The site https://www.mathgenealogy.org/, contains over 276,000 observations of Mathematics PhD grads and their supervisors. This is effectively a geneology of mathematical supervision (which should have some sizable effect on thinking, topics, and reading). The R package ggenealogy contains an example dataset from this source and facilitates the consumption and ploting of this type of data.
Given that my thesis was just certified I want to try to see if I can trace up the mathematical genealogy tree to visualize my thought-leading predecessors.
library(ggenealogy)
library(ggplot2)
library(magrittr)
data("statGeneal", package = "ggenealogy")
df <- statGeneal %>%
#dplyr::filter(parent != "") %>%
tibble::as_tibble()
print(df, n=3)
## # A tibble: 8,165 x 6
## child parent gradYear country
## <chr> <chr> <dbl> <chr>
## 1 Nicolas Chopin "Christian Robert" 2003 France
## 2 Melvin Springer "Everett Welker" 1947 UnitedStates
## 3 Shelemyahu Zacks "" 1962 UnitedStates
## school
## <chr>
## 1 Université Pierre-et-Marie-Curie - Paris VI
## 2 University of Illinois at Urbana-Champaign
## 3 Columbia University
## thesis
## <chr>
## 1 Applications of Sequential Monte Carlo methods to Bayesian Statistics
## 2 Joint Sampling Distribution of Mean and Standard Deviation for a Chi-square U~
## 3 Optimal Strategies in Randomized Factorial Experiments
## # ... with 8,162 more rows
hist(df$gradYear)
Ok, about 8k observations where “all the parent-child relationships where both parent and child received an advanced degree of statistics as of June 6, 2015.” This may or may-not contain the need people I am looking for.
Note that grad year:
Through trial and error I know that Di Cook is not in the data. The original paper does have Thomas Lumley, another professor of interest. But perhaps first I will manual look up Cook’s genealogy.
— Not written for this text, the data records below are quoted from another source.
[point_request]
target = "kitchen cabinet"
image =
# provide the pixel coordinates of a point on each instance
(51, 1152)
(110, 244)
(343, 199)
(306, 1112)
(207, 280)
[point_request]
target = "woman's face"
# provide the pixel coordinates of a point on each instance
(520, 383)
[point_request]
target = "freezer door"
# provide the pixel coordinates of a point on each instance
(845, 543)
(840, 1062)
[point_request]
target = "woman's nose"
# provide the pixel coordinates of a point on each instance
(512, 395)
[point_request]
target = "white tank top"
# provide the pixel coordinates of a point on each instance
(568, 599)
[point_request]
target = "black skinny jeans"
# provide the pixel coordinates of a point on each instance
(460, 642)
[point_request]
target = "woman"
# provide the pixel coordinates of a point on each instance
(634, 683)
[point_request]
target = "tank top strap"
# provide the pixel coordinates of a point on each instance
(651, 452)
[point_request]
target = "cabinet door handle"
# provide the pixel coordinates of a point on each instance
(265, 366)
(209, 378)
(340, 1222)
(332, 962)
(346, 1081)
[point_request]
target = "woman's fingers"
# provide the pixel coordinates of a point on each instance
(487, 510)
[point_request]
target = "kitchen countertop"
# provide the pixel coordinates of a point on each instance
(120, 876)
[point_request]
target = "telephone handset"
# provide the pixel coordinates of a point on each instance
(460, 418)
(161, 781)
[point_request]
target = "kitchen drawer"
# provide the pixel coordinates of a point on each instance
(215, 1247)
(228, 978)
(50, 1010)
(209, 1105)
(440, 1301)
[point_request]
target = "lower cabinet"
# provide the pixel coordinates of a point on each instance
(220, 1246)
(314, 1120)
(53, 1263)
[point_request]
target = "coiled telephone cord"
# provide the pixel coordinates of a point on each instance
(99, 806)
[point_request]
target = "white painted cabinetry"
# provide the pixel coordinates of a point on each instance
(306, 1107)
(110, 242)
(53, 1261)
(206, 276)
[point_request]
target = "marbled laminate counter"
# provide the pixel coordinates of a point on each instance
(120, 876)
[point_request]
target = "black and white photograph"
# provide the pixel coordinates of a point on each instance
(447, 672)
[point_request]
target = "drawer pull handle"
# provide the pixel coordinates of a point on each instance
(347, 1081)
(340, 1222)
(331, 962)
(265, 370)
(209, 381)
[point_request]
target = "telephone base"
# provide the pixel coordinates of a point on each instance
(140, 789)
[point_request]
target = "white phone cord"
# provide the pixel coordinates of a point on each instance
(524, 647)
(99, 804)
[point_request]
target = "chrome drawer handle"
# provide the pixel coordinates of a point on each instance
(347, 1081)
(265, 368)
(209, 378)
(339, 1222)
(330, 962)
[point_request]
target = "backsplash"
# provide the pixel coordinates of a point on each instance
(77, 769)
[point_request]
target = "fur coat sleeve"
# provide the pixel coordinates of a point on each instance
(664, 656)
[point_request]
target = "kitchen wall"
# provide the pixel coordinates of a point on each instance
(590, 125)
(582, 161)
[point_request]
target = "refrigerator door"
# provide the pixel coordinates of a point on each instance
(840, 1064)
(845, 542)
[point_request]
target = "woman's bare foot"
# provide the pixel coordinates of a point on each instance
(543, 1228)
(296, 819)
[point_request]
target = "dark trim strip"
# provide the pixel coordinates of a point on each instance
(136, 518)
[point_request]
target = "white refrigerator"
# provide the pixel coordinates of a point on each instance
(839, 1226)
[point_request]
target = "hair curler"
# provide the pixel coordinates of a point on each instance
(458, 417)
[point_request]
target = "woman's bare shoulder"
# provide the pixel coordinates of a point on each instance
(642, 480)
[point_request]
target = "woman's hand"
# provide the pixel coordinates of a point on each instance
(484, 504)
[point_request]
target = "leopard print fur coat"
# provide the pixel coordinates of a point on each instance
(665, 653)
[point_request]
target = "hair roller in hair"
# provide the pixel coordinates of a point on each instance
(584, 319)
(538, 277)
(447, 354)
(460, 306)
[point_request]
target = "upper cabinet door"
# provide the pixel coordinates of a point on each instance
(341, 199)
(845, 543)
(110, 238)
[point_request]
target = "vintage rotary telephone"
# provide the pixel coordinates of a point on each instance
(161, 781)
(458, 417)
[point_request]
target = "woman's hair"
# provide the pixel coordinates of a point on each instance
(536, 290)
Di, Di’s supersivor, and “grand-supervisor” are not in the list, may have to go to plan B, looking at Thomas Lumley. After looking at both parents and children, I know that Thomas has 1 child in the data; Petra Buzkova. From the paper, we can see that the oldest predescor is David Cox.
lumley_p <- grepl("Lumley", df$parent, fixed = TRUE)
sum(lumley_p)
## [1] 1
df[lumley_p, ]
## # A tibble: 1 x 6
## child parent gradYear country school
## <chr> <chr> <dbl> <chr> <chr>
## 1 Petra Buzkova Thomas Lumley 2004 UnitedStates University of Washington
## thesis
## <chr>
## 1 Marginal Regression Analysis of Longitudinal Data with Irregular, Biased Samp~
## Prep the network info, more on this in `As network layout (iGraph)`.
ig <- dfToIG(df)
Let’s grab the paths while we are on the topic of names. Actually, if we go all the way to Buzkova, this is the example case in the paper.
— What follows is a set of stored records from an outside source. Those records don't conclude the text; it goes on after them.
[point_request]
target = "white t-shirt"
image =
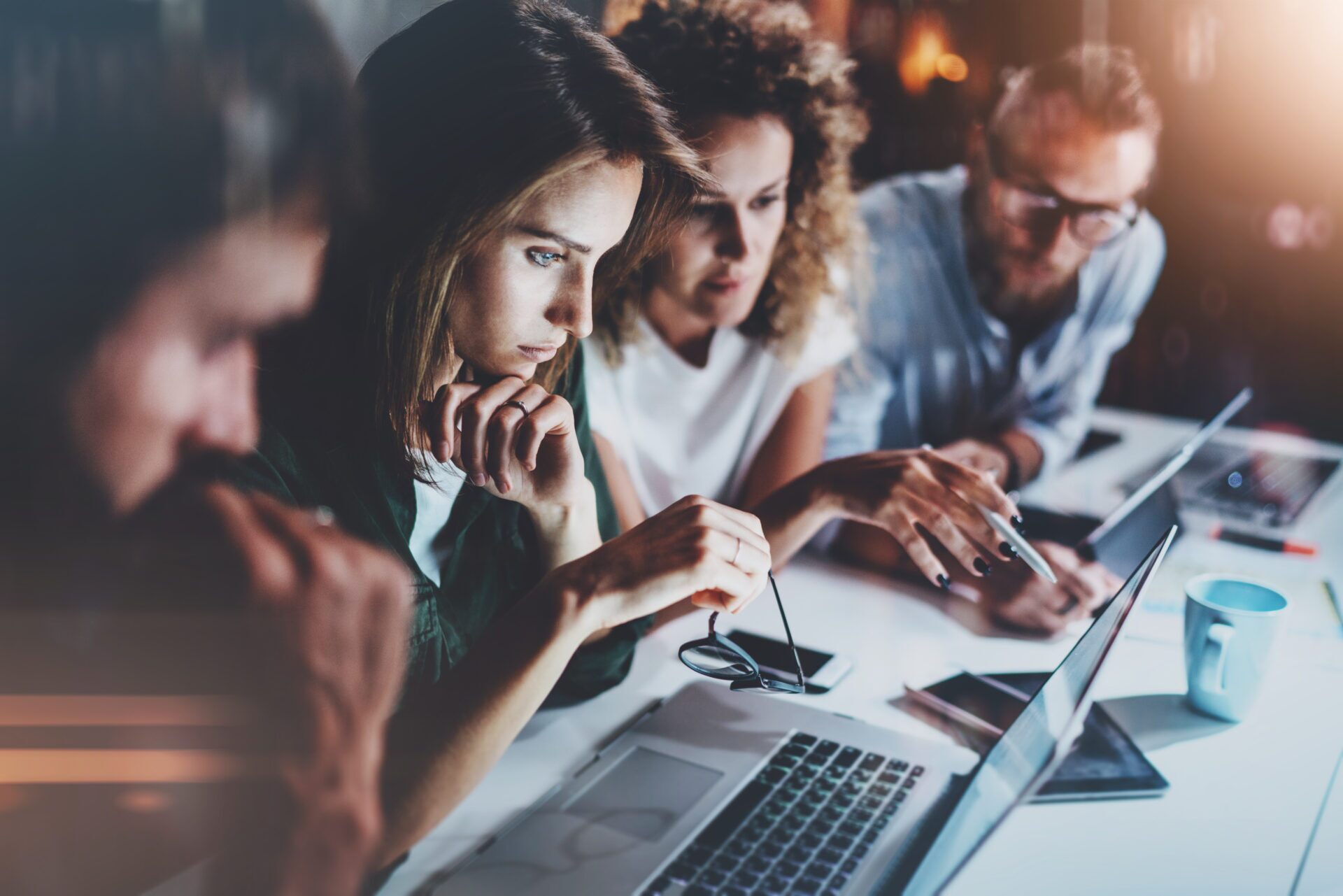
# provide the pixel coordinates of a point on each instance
(689, 430)
(433, 507)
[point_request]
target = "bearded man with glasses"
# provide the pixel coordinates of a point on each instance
(1002, 287)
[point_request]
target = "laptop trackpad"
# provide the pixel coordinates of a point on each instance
(645, 794)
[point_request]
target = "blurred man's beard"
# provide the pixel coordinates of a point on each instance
(1005, 297)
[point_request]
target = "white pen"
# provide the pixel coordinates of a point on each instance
(1018, 543)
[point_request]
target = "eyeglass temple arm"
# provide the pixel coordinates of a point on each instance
(797, 660)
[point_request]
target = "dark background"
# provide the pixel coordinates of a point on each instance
(1249, 191)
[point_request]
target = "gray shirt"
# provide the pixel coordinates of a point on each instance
(935, 366)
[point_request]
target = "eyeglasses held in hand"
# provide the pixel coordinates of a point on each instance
(719, 657)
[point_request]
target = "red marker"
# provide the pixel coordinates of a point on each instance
(1280, 546)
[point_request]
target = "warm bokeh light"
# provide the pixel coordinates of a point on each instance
(124, 766)
(144, 799)
(924, 45)
(953, 67)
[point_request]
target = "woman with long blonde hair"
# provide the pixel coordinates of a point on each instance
(436, 405)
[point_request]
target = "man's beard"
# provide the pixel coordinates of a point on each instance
(985, 262)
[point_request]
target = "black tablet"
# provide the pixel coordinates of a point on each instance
(1103, 765)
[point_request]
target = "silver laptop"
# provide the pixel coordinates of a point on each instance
(1123, 538)
(718, 792)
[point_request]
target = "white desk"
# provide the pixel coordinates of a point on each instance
(1244, 798)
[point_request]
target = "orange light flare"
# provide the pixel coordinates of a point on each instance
(953, 67)
(924, 43)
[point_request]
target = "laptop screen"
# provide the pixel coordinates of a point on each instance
(1025, 751)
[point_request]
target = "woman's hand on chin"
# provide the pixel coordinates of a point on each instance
(513, 439)
(697, 550)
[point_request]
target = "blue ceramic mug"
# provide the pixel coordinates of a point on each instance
(1229, 629)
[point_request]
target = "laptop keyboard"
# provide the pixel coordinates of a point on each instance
(801, 827)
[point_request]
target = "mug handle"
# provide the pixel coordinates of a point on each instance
(1213, 669)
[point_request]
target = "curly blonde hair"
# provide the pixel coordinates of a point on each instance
(750, 58)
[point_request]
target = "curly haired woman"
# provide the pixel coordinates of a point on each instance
(713, 364)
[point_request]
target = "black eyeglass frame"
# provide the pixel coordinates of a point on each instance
(746, 675)
(1063, 207)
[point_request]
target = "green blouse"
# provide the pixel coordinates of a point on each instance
(492, 560)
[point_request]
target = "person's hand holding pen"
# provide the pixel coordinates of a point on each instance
(1025, 599)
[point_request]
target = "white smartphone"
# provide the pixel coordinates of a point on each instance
(823, 671)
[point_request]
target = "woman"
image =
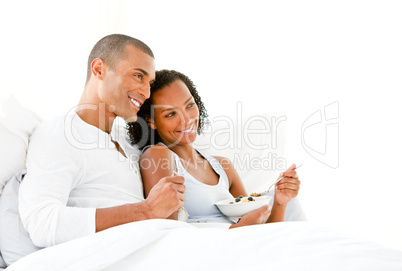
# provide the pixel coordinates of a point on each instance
(169, 121)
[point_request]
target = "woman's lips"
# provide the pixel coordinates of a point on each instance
(188, 131)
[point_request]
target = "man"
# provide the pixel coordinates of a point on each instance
(70, 191)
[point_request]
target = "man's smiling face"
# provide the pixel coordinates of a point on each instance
(126, 86)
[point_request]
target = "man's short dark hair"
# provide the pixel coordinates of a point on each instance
(111, 49)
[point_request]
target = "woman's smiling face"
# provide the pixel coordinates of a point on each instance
(175, 114)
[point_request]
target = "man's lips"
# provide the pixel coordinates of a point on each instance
(135, 102)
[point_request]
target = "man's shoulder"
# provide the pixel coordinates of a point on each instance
(50, 126)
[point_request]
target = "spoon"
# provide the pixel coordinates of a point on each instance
(269, 188)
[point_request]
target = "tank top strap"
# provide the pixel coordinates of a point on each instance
(217, 167)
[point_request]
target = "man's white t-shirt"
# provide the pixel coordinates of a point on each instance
(73, 168)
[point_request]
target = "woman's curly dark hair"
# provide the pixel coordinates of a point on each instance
(139, 131)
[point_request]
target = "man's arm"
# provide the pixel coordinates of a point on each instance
(164, 198)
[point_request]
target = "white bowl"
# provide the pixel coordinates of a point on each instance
(238, 209)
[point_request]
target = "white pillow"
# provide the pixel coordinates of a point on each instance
(255, 145)
(15, 242)
(16, 125)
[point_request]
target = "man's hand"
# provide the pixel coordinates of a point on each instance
(288, 188)
(258, 216)
(166, 196)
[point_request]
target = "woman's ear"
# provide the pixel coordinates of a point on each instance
(150, 122)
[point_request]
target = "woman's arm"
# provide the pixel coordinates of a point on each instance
(156, 163)
(285, 190)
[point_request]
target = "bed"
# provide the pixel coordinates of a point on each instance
(174, 245)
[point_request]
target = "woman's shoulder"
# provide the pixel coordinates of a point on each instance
(157, 151)
(223, 161)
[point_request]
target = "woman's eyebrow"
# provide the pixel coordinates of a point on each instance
(141, 70)
(171, 108)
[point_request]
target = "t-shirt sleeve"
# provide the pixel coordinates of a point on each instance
(54, 168)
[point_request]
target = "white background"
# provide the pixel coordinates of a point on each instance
(292, 56)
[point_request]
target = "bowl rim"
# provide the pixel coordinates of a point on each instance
(225, 201)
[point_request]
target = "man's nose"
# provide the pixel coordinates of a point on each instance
(145, 90)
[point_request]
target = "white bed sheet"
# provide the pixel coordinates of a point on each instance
(173, 245)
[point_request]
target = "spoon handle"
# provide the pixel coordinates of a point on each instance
(269, 188)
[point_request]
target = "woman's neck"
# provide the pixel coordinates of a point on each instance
(186, 152)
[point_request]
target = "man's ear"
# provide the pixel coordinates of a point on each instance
(151, 122)
(98, 68)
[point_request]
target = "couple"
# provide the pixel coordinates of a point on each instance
(70, 192)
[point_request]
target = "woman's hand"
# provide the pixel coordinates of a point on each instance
(258, 216)
(288, 188)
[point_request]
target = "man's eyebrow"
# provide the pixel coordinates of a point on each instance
(141, 70)
(171, 108)
(188, 100)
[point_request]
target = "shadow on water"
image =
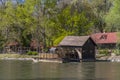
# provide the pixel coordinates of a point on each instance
(26, 70)
(58, 79)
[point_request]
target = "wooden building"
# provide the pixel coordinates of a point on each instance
(77, 48)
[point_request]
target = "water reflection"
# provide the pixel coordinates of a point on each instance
(26, 70)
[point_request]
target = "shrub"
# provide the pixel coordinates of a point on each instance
(32, 53)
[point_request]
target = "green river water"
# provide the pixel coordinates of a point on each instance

pathCB <- getPath("David Cox", "Petra Buzkova", ig, df,
"gradYear", isDirected = FALSE)
plotPath(pathCB, df, "gradYear", fontFace = 4) +
xlab("Graduation Year") +
theme(axis.text = element_text(size = 10),
axis.title = element_text(size = 10)) +
scale_x_continuous(expand = c(0.1, 0.2))
Good, we have a start. We will want to find a way to traverse the hierarchy to find all of the ancestors without filling in the cousin nodes (or more preferably faintly filling them in). As an example poster, see https://www.mathgenealogy.org/posters/raich.pdf.
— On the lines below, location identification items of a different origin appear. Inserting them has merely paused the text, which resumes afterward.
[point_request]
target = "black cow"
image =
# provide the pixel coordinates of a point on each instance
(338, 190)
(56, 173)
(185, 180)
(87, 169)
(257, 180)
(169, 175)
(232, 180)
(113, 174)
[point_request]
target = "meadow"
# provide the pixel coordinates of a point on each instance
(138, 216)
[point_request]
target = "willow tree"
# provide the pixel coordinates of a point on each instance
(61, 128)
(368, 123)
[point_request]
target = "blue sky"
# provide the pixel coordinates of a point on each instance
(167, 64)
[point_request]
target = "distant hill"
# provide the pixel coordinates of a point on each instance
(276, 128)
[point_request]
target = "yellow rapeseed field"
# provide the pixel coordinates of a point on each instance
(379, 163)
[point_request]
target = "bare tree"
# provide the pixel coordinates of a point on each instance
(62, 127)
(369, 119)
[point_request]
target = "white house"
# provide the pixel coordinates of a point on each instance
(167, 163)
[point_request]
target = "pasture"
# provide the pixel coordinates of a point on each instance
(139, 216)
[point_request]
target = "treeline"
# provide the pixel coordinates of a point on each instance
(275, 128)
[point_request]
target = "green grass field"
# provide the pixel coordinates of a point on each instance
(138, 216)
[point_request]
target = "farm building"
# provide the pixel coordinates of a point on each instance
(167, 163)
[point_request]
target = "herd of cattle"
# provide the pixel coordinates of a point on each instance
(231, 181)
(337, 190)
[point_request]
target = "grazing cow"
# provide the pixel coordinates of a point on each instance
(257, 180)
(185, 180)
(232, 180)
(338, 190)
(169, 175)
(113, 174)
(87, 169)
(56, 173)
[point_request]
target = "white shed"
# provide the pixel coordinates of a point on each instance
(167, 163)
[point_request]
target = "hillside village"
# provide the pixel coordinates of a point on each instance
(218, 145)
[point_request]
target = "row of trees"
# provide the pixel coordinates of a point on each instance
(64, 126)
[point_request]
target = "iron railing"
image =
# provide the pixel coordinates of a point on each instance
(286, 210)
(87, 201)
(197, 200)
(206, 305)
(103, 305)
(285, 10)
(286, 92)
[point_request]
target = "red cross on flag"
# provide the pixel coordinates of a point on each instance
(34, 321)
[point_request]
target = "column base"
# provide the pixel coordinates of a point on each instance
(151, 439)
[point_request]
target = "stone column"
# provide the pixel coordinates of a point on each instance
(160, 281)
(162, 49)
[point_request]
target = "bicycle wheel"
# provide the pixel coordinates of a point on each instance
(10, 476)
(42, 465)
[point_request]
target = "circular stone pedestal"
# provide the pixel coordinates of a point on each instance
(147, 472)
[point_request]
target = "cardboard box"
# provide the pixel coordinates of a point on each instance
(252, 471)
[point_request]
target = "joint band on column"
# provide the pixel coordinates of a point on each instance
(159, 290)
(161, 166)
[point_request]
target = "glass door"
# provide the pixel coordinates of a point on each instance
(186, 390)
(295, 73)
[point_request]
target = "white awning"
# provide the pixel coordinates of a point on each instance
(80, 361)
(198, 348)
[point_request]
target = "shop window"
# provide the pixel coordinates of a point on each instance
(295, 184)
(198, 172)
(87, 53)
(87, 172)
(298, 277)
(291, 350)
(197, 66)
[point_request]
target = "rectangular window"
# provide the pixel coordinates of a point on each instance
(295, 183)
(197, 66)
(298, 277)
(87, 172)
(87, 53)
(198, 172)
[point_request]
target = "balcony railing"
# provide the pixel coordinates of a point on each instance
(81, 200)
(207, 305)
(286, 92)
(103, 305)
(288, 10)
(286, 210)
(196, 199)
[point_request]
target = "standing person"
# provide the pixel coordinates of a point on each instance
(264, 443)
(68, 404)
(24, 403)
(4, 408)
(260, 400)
We can look at trees from a top-down or bottom-up view. Top-down works well, though bottom-up not so much, at least with this data and these functions. Of particular notice, is that the later case contains all 1:1 student:advisers. Studying the example poster we see that
l <- plotAncDes("David Cox", df, mAnc = 1, mDes = 6, vCol = "blue") +
labs(subtitle = "Interesting, but too many \n cousins of Thomas Lumley")
r <- plotAncDes("Thomas Lumley", df, mAnc = 6, mDes = 1, vCol = "blue") +
labs(subtitle = "Not very interesting, \n nb only 1:1 relationships")
library(patchwork)
l + r
I looked at a few of the late children from the plotPathOnAll and by chance saw Hilary Parker, who co-hosts the Not so Standard Deviations, https://nssdeviations.com/, which I am a huge fan of. Let’s see if she has a better tree:
parker_p <- grepl("Parker", df$child, fixed = TRUE)
sum(parker_p)
## [1] 8
parkers <- df[parker_p, ] %>% dplyr::pull(child)
plotAncDes("Hilary Parker", df, mAnc = 1, mDes = 6, vCol = "blue") +
labs(subtitle = "Hilary Parker")
Well, turns out none of (8) the Parker students have good trees. In my opinion the filter on the data requiring rows to be labeled as statistics focuses is too restrictive. Another short coming is that I haven’t seen an example of a student having multiple advisers.
We can also highlight a path against the backdrop of the rest of the data placed with iterating y-axis height. It looks neat, but seems a bit arbitrary.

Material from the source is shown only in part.